Foster dropped out of the scene around 1987 I would say, maybe even 1986. He was a professional body boarder at the time, as well as a pretty famous model. His endeavors outside of hardcore have always been far more interesting I think. He became sort of a mystery to us during that era. You would hear weird stories of his travels. Crazy, bizarre tales, which I just can't repeat. He would be out of sight for a year, and then pop up at a some random show. No For An Answer actually brought him on stage to play with them during a set in 1989. At the time it was a such a huge deal too. That night everyone was like "Wow, N.F.A.A. just pulled off a major coup de tat," which seems ludicrous to think now.
I know he spent a lot of time in Korea, and Taiwan during the early 90s. His modeling career was pretty much in full effect during those years. He had at least 3 major posters in circulation, too. Posters meaning, "Hey! Here's a mass market poster of Foster without his shirt on for some girl to hang on her dorm room wall." I say that from experience, too. I was actually getting together with some girl in her room down in San Diego one night. I look up, and there over her bed is fucking Joe Foster staring right at me. Talk about a mood killer.
He surfaced again around 1993. I remember we ran into each other in the water off 32nd street in Newport Beach. I hadn't seen him in 3 years probably, so I was so stoked he was home. Anyway we started surfing a lot that summer together, and from that we dreamed up the idea of making a 1984 style hardcore band. Ignite was born. He had been playing on and off in the band Mad Parade with Brett Rasmussen, so Brett was a lock for Bass. We went through some hack drummers then were lucky enough to get Casey Jones. I added Gavin Oglesby to the mix on rhythm guitar. I guess the rest is history, at least for somebody anyway.
What do you make of Ignite today and how popular across the world they have become?

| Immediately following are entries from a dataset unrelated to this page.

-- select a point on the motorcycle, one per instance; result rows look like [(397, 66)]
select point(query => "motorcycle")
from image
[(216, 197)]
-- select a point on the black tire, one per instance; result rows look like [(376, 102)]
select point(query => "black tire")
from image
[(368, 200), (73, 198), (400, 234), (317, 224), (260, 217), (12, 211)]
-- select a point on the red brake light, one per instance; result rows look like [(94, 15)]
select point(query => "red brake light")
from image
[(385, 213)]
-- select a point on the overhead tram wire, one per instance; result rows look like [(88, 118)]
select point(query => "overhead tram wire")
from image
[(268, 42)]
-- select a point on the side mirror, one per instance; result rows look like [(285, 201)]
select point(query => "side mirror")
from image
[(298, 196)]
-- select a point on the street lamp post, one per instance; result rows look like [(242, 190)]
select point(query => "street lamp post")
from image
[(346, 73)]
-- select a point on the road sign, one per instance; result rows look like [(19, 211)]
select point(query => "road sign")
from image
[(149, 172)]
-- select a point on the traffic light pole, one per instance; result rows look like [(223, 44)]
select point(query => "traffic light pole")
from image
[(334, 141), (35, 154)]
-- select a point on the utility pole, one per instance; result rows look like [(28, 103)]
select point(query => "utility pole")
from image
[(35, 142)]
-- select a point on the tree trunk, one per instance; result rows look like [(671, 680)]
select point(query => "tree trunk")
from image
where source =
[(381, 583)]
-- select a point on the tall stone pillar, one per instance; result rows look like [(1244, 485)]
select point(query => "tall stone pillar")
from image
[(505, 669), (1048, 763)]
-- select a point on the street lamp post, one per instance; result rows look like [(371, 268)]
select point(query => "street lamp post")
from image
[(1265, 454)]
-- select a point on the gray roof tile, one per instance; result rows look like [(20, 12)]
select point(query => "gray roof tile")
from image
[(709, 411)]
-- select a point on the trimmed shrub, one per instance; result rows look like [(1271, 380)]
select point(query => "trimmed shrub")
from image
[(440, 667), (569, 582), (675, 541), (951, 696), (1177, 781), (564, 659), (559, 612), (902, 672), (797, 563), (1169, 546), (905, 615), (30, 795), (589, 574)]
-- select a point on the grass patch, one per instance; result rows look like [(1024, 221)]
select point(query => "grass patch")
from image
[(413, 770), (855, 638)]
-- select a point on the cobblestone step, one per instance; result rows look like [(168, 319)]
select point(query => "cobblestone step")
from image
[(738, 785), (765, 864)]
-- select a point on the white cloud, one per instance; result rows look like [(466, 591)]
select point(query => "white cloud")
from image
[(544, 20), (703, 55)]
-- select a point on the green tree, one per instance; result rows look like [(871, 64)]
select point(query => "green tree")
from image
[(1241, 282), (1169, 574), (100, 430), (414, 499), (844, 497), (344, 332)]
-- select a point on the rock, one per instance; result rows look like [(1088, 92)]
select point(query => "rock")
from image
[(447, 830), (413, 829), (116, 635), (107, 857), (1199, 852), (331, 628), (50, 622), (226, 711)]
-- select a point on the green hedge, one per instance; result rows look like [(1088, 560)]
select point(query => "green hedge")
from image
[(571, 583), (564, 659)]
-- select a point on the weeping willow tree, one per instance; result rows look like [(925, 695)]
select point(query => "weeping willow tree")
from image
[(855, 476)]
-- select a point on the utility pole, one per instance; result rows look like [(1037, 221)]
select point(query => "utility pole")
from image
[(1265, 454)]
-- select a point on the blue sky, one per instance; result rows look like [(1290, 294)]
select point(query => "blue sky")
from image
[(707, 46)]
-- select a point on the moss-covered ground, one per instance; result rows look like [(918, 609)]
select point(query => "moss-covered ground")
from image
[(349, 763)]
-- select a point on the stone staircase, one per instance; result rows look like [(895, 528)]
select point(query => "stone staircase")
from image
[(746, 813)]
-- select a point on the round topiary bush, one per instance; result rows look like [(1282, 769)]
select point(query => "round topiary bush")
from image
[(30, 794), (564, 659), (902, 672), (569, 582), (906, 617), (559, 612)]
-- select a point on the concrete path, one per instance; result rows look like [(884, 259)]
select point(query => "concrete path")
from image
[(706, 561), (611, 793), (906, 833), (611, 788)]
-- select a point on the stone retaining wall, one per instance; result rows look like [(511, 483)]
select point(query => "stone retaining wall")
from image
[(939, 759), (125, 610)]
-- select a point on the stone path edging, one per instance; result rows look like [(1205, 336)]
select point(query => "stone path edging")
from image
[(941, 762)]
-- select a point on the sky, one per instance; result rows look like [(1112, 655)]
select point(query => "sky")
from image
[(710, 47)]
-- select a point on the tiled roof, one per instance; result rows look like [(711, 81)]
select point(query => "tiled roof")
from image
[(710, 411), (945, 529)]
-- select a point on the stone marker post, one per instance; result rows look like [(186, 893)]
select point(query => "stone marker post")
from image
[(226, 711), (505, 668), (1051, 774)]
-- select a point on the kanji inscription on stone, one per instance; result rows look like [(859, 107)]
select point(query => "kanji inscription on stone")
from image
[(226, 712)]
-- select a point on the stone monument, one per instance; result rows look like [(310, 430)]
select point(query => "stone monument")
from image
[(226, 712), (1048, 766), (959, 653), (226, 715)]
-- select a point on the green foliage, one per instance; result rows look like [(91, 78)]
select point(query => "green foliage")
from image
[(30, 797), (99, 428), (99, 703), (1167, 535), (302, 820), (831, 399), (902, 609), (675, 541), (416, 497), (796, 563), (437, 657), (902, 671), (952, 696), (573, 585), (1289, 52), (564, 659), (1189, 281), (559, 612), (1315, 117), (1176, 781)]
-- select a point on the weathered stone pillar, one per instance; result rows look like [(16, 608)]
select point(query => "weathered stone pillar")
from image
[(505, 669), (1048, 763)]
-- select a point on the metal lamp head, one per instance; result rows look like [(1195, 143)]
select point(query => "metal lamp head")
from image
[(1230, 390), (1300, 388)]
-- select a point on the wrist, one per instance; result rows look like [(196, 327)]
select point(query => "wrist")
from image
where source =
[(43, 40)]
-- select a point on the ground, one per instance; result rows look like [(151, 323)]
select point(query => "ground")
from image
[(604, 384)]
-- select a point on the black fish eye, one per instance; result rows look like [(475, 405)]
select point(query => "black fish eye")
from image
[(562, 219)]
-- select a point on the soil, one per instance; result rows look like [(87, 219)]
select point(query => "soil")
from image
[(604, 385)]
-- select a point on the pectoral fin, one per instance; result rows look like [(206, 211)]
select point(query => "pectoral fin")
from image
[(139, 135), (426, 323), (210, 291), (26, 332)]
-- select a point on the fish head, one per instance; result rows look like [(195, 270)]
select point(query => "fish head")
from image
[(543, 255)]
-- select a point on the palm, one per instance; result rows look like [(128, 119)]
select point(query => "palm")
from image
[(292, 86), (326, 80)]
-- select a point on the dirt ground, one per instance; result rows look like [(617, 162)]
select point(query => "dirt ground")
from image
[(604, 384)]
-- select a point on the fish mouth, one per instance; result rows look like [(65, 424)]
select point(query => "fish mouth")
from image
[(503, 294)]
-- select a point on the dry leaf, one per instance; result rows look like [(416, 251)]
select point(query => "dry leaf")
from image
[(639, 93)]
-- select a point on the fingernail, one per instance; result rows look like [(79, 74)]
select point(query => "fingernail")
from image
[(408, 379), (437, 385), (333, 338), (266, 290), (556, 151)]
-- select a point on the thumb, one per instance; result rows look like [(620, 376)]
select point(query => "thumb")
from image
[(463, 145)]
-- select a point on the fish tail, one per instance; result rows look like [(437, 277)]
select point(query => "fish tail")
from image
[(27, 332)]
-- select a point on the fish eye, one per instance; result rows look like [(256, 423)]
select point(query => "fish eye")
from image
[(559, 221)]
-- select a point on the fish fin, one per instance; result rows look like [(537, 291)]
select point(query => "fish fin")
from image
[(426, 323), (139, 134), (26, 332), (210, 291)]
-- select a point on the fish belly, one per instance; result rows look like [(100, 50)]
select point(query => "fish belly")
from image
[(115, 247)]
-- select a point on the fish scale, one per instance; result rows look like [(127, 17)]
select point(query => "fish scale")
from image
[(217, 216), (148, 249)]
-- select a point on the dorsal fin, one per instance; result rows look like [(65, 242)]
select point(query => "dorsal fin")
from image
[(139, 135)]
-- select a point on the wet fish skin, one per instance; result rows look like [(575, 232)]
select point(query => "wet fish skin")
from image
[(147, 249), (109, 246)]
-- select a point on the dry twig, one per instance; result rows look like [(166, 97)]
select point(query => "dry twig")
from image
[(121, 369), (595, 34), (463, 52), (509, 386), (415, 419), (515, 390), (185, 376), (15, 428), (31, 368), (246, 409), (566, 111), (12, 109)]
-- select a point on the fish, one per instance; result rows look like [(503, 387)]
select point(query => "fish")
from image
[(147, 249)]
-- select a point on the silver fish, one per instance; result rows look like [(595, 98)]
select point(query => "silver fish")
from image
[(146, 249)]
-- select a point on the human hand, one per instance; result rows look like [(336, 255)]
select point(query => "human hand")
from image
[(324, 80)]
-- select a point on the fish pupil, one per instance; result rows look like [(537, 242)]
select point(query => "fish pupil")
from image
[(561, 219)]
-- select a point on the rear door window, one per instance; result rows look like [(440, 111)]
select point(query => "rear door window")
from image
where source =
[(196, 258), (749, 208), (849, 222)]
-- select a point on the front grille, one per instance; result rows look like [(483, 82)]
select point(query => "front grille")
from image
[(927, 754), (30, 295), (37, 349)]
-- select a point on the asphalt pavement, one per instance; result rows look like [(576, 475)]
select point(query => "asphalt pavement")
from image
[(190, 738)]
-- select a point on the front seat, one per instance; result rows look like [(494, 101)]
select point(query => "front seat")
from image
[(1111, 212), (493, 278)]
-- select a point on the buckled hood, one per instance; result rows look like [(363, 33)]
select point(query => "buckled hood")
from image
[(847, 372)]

Brett is one of my dear friends so I am super stoked he has kept it going for so long. I was in Ignite for maybe 6 months, so I've never felt really any connection to it. I would say probably half of the "Call On My Brothers" LP are my songs, but Zoli definitely executed them better then I ever could. I actually just listened to their last record recently and thought it sounded a lot like Whitesnake or Night Ranger playing hardcore, which isn't necessarily a bad thing depending on your musical taste. I also find it interesting reading the lyrics that Ignite is one of the last bands, if not the last fighting against the tyranny of...ummm...Communism? However I digress, because those two dudes, Zoli and Brett, have persevered through many peaks and valleys. Any success they have is due to a lot of hard work, and a lot of …umm...deaf Germans…Ok, ok, NOW I digress.
You wrote the song Ash Return, which has some great lyrics. What was your inspiration for that song at that time?
That was just how I felt about what we were trying to do with Ignite. Foster and Casey had been gone from the scene for so long they didn't even know who Gorilla Biscuits were. Gavin and I had remained in it the whole time, but Triggerman was not a hardcore band really. Also the straight edge scene in California was dominated by Outspoken, but they weren't playing the style of music that what we wanted to. The closest thing I can think of was maybe the great Mouthpiece out of New Jersey, but even that band was not in the vein of say 7-Seconds, or Uniform Choice. "Ash Return" was just my idea of what we were all about as a unit. Old dudes, playing Old School Hardcore. To me it made a lot of sense at the time.